O transporte aéreo em Portugal foi evoluindo sem termos um traçado estratégico que defina que queremos, o que é que queremos das nossas redes de aeródromos. Tudo isso foi-se deixando andar à medida daquilo que a livre iniciativa colocava. Por exemplo, isso dá origem a que tenhamos um número elevadíssimo de aeródromos para o território que temos. Nos últimos anos, a competitividade passou a ser muito forte, quer no modo aéreo quer em relação aos outros modos e começa a ser necessário sabermos o que queremos e como é que queremos avançar para obter determinado resultado e com que soluções fazê-lo. Diria assim: o deixar andar começa a ser uma opção demasiado penalizadora e, portanto, é necessário começarmos a pensar quais são as políticas de transporte aéreo, multimodais e que vocação queremos dar a cada modo. Quer nos passageiros quer nas mercadorias.

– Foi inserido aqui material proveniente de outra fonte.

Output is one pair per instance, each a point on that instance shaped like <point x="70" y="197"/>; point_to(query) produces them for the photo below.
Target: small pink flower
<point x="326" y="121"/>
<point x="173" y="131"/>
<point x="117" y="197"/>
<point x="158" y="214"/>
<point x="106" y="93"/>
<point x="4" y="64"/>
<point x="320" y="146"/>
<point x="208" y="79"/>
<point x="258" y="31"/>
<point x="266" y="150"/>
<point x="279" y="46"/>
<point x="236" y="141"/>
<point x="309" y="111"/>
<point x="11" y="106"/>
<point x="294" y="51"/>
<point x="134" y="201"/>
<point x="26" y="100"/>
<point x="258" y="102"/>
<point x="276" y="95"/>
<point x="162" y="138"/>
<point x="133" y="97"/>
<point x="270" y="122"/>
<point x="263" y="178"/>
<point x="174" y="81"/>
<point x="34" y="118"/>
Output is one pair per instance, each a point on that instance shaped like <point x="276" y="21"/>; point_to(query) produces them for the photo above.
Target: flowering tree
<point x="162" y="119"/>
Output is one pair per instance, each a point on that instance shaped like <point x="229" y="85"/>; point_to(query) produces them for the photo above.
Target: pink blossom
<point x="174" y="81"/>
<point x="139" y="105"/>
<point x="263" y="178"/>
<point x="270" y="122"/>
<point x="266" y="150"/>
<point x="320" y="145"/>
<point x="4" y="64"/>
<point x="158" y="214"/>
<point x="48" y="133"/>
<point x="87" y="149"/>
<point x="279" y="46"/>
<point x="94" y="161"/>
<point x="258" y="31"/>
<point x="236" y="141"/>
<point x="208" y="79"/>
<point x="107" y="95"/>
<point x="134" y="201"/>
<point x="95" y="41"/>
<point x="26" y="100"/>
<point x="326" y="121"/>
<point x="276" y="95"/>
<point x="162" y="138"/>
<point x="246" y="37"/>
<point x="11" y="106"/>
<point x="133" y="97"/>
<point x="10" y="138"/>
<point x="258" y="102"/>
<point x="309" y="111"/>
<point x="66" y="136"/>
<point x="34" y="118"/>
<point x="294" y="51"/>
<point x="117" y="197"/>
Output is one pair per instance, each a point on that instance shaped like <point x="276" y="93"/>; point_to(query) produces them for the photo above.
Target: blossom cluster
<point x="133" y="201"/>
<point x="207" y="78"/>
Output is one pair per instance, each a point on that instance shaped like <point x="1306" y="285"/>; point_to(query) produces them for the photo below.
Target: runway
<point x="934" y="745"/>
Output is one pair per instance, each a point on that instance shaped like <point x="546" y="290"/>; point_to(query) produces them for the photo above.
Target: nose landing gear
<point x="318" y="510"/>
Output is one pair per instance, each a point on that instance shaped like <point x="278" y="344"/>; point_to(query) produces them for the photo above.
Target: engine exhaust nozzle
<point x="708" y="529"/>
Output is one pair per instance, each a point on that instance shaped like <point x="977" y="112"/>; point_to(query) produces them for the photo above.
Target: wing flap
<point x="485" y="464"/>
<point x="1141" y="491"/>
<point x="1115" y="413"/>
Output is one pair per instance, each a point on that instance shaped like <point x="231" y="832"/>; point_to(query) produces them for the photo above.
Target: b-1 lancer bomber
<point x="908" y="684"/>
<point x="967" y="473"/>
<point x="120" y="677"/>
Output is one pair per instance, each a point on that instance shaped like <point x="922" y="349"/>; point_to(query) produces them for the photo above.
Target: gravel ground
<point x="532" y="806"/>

Um melhor aproveitamento de estruturas como Beja poderiam contribuir para uma maior coesão territorial

Ao contrário do que se ouve tantas vezes, Beja não é um aeroporto; é uma base militar com um pequeno terminal civil e do ponto de vista militar, Beja está a ser muitíssimo bem aproveitada. Já que falou desse exemplo, Beja é um bom exemplo de uma estrutura que não fez com que a iniciativa privada do sector se desenvolvesse à volta. Ali não há uma dinâmica económica territorial. Portanto, fazer infraestruturas e colocá-las num sítio não faz um milagre. Essa base aérea existe em Beja desde a Segunda Guerra Mundial e no entanto, para onde é que se desenvolveu o cluster de transporte aéreo? Ponte de Sor e Évora. Em Beja, que reforço está a ser muito bem aproveitado do ponto de vista militar, tem o centro do KC que é o avião que vai substituir o Hércules em toda a Europa. É em Beja que está o centro de treino e o simulador europeu vai ser ali. Portanto, há um enorme aproveitamento.